If $f: \mathbb{R} \to \mathbb{R}$ is continous, $g(x) = 5^\frac{x+1}{x-1} + \cot(x)$, prove that there is $a$ $\in$ $Dg$, such that: $$f(a) = g(a)$$
Is it enough to say that, because $\lim_{\frac{\pi}{2}-0} g(x) = +\infty$ and $\lim_{-\frac{\pi}{2}+0} g(x) = -\infty$, and $f$ is continous on $[-\frac{\pi}{2}, \frac{\pi}{2}]$, so $f$ bounded on that segment, there must be $c, d$ in that segment such that $g(c)-f(c)$ is positive and $g(d)-f(d)$ is negative, so by IVT there is $a$ between $c$ and $d$ such that $f(a)-g(a)=0$ .. ?
If that's true, how to put it formally, if it's not, why ?
Your argument is correct. Let $$m:=\min_{x\in\left[-\frac{\pi}{2},\frac{\pi}{2}\right]}f(x),\qquad M=\max_{x\in\left[-\frac{\pi}{2},\frac{\pi}{2}\right]}f(x)$$ which exist finite because $f$ is continuous.
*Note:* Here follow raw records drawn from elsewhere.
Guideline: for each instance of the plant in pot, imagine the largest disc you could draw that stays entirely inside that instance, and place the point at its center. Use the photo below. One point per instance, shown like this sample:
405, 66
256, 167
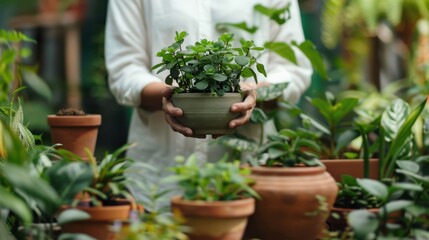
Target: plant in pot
334, 118
106, 199
394, 142
217, 198
296, 191
207, 79
404, 214
75, 130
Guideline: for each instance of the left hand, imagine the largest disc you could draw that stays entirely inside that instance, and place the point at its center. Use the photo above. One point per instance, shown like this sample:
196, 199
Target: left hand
246, 107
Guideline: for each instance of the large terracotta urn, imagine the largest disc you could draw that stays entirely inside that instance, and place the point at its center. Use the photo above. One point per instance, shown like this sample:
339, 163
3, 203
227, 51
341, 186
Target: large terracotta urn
295, 202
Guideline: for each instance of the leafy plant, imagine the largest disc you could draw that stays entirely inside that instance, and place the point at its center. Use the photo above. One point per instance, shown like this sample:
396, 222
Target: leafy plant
209, 66
220, 181
289, 148
337, 131
406, 197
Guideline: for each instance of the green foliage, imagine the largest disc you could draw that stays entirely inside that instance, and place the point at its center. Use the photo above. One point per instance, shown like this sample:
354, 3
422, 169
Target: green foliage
220, 181
109, 177
331, 121
289, 148
208, 66
404, 214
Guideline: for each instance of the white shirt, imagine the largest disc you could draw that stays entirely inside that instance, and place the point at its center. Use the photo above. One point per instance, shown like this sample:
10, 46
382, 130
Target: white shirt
137, 29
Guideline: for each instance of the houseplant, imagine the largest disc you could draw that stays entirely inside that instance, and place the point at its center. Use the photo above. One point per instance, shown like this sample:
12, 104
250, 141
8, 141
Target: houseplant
106, 199
216, 200
75, 130
296, 191
208, 71
395, 142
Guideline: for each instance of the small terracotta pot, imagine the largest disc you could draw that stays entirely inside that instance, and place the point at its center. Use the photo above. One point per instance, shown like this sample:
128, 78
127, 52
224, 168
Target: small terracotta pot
289, 202
75, 133
353, 167
219, 220
102, 219
206, 114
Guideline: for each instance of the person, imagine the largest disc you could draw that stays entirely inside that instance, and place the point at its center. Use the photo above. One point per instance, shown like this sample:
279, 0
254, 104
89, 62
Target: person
137, 29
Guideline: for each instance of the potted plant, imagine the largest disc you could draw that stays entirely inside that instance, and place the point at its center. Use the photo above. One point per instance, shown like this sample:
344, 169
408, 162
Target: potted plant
106, 199
395, 142
217, 198
296, 191
206, 76
75, 130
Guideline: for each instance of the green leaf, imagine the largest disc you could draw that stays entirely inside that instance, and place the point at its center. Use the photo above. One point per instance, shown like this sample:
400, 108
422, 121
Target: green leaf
12, 202
375, 188
241, 25
363, 223
72, 215
279, 15
282, 49
270, 92
260, 67
219, 77
258, 116
314, 56
394, 206
202, 85
242, 60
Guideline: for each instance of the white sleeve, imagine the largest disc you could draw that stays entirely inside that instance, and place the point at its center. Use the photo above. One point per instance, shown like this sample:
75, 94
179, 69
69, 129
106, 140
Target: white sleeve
281, 70
127, 58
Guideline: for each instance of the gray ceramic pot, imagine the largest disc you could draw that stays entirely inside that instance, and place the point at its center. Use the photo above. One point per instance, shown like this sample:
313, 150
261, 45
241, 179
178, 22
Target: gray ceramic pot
206, 114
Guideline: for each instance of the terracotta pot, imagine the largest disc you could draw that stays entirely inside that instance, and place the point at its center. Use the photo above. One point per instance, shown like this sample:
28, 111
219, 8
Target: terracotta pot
219, 220
206, 114
353, 167
102, 219
288, 199
75, 133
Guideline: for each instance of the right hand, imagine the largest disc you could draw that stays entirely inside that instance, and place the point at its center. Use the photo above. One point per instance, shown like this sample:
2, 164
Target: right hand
172, 112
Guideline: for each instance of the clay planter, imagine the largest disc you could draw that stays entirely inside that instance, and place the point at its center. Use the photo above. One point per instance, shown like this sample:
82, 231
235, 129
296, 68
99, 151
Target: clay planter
75, 133
206, 114
102, 219
219, 220
288, 197
353, 167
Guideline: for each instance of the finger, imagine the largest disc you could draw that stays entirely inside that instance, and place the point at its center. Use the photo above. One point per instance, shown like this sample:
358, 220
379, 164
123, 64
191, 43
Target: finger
243, 119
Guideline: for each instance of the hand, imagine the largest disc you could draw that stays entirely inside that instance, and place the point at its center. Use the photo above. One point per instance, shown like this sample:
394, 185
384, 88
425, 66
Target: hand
246, 107
171, 112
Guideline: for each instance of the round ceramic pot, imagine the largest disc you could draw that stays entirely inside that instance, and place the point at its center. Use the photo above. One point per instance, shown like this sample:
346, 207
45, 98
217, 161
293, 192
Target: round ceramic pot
75, 133
206, 114
218, 220
290, 206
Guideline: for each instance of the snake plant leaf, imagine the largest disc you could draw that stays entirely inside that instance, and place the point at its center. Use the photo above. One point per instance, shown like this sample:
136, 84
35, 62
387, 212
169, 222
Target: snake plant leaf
394, 117
331, 22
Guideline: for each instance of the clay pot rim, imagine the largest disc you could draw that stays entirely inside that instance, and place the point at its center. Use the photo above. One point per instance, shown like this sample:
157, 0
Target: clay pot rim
289, 171
75, 121
217, 209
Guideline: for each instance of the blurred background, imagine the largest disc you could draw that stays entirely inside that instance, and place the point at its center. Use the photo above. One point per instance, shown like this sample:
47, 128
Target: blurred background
372, 49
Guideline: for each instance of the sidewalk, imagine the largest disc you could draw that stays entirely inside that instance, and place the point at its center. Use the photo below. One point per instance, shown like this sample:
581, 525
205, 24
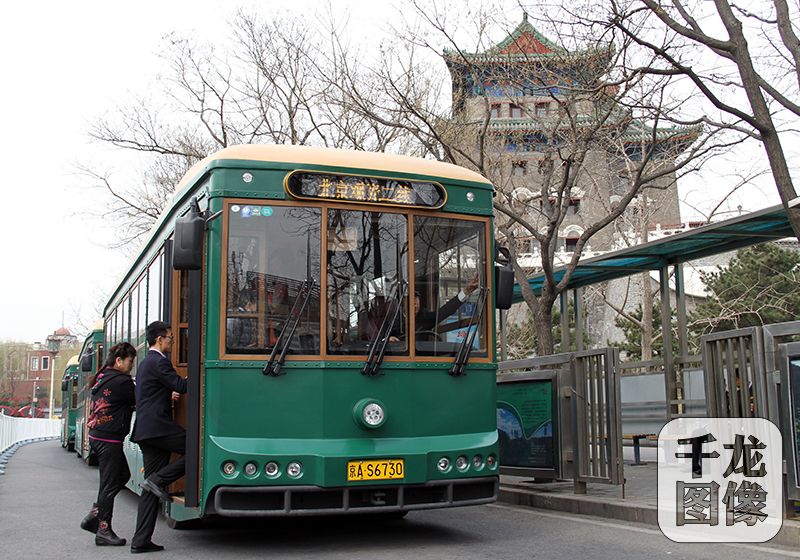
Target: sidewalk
639, 503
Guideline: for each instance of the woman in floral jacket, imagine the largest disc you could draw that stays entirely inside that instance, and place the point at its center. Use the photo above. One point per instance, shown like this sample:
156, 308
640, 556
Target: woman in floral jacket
109, 422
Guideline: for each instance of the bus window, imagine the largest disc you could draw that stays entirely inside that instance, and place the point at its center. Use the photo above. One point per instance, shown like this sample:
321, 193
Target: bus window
367, 255
449, 264
272, 250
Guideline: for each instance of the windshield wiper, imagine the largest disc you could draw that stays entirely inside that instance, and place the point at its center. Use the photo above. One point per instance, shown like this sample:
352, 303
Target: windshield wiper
464, 350
275, 362
377, 346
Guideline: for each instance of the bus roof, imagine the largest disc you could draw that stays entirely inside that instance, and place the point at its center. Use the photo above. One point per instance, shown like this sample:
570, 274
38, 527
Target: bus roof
334, 157
299, 156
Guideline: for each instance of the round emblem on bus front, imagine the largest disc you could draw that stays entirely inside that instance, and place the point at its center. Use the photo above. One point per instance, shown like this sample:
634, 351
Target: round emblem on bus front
369, 413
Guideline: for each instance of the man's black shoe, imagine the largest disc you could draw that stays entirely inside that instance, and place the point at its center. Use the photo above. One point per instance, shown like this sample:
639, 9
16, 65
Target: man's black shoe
153, 488
90, 522
149, 547
107, 537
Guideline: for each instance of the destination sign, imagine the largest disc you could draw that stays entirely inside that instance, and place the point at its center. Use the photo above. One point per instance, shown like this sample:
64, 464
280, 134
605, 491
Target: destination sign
365, 190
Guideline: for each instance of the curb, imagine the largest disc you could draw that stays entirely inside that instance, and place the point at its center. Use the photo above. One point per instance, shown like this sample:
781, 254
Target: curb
11, 449
615, 508
610, 508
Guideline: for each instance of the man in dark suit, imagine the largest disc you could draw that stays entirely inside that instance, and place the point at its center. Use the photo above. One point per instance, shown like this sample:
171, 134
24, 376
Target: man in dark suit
158, 436
427, 320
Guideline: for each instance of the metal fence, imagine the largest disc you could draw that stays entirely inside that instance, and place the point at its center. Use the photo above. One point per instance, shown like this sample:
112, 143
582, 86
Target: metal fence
588, 411
14, 430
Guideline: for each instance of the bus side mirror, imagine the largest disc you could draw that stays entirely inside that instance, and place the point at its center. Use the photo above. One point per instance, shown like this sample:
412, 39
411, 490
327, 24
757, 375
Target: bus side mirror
86, 362
504, 282
187, 248
503, 279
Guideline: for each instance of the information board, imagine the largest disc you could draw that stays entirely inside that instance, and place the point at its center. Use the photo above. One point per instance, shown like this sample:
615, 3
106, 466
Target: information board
525, 424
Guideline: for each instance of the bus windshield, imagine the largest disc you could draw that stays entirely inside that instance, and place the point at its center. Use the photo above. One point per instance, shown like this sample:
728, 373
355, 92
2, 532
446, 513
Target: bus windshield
272, 250
367, 261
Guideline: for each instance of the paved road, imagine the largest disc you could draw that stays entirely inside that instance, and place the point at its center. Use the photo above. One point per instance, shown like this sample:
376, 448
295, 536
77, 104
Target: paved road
46, 491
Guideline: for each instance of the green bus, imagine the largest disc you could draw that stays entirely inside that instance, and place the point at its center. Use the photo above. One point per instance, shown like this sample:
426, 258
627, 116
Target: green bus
334, 314
69, 403
89, 361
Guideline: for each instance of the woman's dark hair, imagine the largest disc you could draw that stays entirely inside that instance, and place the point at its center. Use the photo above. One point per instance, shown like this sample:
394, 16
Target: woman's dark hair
123, 350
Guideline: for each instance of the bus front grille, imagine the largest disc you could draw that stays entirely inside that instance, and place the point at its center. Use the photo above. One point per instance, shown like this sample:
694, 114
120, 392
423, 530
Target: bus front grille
260, 501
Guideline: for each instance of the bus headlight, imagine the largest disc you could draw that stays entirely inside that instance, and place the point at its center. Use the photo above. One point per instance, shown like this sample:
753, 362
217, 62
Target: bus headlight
272, 469
294, 470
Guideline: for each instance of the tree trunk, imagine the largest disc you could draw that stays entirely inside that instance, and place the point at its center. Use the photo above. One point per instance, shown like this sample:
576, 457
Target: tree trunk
544, 329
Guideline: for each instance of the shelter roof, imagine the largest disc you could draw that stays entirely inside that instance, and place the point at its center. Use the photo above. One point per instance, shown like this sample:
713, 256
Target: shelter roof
768, 224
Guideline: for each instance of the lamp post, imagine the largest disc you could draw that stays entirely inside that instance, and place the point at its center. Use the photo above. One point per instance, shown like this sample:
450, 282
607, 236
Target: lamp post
52, 378
34, 399
53, 347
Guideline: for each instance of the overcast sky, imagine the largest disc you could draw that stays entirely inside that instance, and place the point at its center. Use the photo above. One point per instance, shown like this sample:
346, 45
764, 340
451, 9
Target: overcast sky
64, 64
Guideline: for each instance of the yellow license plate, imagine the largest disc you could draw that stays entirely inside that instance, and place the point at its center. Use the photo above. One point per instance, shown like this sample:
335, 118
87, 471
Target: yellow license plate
384, 469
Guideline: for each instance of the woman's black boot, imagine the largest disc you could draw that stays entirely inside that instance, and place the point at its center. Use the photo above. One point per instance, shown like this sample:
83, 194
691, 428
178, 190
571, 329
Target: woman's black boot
90, 522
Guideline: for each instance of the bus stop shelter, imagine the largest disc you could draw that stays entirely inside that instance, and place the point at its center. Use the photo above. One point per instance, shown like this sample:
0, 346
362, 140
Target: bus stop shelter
663, 255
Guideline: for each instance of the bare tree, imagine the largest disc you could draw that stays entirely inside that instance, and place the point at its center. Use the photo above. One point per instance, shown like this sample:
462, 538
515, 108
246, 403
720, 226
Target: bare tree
604, 118
752, 78
579, 142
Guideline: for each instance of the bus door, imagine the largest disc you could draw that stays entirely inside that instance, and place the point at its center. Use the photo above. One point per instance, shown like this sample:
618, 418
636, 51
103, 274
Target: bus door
186, 321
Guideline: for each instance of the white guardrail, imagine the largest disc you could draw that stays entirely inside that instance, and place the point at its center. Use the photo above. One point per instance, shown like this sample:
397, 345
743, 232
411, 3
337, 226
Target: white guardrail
14, 430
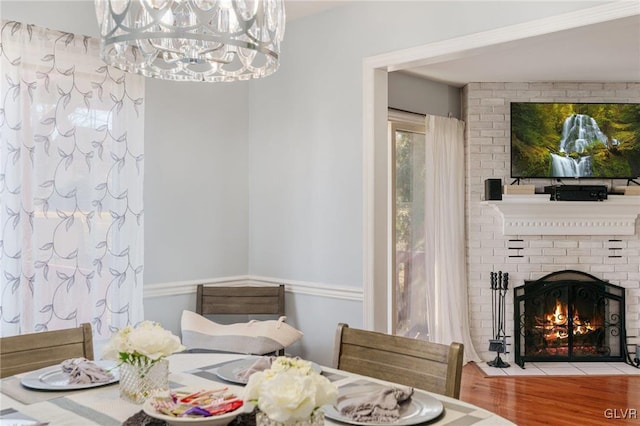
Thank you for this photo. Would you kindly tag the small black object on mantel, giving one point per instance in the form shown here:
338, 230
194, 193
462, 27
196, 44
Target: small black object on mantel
499, 286
493, 189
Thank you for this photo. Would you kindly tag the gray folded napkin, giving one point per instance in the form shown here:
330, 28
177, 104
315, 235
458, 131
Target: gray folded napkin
83, 371
381, 406
261, 364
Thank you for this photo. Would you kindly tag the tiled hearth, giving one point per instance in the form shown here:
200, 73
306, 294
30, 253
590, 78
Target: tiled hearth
562, 369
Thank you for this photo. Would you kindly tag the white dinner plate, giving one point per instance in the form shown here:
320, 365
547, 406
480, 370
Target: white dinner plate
53, 378
218, 420
18, 422
230, 370
422, 407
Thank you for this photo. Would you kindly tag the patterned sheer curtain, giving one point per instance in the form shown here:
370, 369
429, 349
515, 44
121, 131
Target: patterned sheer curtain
446, 272
71, 174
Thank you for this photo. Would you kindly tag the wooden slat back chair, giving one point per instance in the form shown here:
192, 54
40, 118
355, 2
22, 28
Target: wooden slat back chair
416, 363
27, 352
240, 300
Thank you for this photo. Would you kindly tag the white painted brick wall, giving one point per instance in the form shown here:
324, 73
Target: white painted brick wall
486, 113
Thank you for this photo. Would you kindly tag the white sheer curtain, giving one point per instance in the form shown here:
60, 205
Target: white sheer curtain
447, 302
71, 174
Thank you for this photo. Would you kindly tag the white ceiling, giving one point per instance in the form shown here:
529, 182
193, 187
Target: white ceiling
608, 51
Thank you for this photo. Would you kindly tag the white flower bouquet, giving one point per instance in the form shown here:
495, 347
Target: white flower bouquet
142, 350
291, 390
144, 344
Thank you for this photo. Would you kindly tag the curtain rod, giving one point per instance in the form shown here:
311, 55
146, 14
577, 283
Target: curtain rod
408, 112
449, 114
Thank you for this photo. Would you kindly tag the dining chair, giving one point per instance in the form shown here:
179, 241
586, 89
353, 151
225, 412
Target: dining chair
240, 300
235, 301
32, 351
411, 362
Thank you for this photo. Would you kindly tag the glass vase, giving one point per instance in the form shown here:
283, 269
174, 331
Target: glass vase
316, 419
142, 380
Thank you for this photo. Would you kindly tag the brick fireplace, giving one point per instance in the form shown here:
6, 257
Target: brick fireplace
569, 316
611, 256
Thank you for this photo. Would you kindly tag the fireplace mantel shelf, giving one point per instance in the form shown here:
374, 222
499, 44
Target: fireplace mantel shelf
538, 215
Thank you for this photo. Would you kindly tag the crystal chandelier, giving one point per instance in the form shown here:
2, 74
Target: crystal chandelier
192, 40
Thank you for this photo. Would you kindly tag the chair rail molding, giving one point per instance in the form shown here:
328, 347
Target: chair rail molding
538, 215
291, 286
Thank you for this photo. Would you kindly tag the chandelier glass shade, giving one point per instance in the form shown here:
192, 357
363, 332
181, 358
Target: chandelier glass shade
192, 40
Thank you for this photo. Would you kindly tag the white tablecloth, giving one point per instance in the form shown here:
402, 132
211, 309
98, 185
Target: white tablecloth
103, 406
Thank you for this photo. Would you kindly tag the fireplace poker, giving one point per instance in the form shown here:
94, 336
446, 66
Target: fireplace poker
499, 287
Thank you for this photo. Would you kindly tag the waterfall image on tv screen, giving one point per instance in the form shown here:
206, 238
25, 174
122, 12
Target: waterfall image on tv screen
575, 140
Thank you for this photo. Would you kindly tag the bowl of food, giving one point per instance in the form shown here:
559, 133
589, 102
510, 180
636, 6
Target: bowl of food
202, 408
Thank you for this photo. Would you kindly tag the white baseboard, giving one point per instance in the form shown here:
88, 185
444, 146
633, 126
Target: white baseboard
296, 287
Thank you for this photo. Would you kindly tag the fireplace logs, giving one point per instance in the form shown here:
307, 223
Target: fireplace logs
569, 316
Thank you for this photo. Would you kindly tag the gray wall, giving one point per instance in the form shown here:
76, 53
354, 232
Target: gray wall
265, 178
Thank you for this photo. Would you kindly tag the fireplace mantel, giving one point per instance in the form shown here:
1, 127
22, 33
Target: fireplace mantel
538, 215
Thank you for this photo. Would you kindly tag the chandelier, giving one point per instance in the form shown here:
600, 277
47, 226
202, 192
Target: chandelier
192, 40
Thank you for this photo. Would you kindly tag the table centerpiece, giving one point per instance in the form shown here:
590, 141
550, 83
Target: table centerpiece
142, 352
289, 393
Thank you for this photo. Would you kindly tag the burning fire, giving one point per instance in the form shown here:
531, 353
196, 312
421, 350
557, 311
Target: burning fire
556, 324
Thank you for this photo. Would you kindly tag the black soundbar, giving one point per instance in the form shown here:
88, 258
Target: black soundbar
577, 192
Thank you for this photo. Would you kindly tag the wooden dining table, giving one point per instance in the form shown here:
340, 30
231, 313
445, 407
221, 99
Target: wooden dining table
103, 406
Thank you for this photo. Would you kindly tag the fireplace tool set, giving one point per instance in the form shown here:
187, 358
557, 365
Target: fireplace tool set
499, 285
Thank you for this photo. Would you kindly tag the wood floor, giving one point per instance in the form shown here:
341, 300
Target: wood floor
558, 401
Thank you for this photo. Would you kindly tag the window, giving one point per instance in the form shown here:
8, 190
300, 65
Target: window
408, 192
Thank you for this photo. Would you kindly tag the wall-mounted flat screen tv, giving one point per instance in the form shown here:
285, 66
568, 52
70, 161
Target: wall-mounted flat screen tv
575, 140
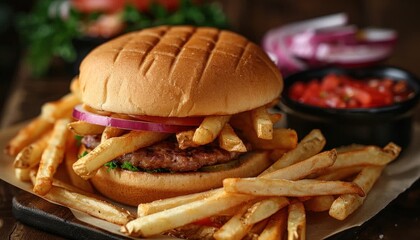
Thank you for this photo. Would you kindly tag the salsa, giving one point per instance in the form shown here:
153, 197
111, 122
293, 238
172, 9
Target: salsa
340, 91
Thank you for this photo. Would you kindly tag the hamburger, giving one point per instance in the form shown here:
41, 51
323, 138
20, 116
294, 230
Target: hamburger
168, 81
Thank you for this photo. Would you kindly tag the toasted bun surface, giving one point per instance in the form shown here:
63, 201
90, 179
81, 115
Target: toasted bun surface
179, 71
133, 188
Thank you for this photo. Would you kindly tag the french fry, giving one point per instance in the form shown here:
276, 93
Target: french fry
229, 141
87, 166
367, 156
340, 174
70, 158
257, 228
262, 123
90, 205
82, 128
181, 215
264, 209
145, 209
51, 157
209, 129
276, 154
75, 198
235, 228
52, 111
240, 224
75, 87
281, 187
319, 203
283, 138
310, 145
110, 132
23, 174
275, 117
30, 156
296, 222
185, 139
276, 226
174, 209
304, 168
346, 204
28, 134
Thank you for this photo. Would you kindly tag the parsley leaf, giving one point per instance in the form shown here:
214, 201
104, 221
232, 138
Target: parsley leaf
111, 165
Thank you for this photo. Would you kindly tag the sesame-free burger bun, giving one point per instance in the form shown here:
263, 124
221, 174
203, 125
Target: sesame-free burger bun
178, 72
133, 188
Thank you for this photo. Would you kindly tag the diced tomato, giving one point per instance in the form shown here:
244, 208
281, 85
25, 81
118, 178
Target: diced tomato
330, 82
297, 90
338, 91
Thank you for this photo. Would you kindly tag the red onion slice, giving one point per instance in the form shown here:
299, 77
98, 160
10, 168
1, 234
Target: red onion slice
81, 114
275, 41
Now since $\lim_{x\to -\pi/2^+}g(x)=-\infty$ and $\lim_{x\to \pi/2^-}g(x)=+\infty$, there is $x_1,x_2\in \left(-\frac{\pi}{2},\frac{\pi}{2}\right)$ with $g(x_1)<m$ and $g(x_2)>M$. Thus by construction of $m$ and $M$ we have $g(x_2)-f(x_2)>0$ and $g(x_1)-f(x_1)<0$.
By the intermediate value theorem, you are done.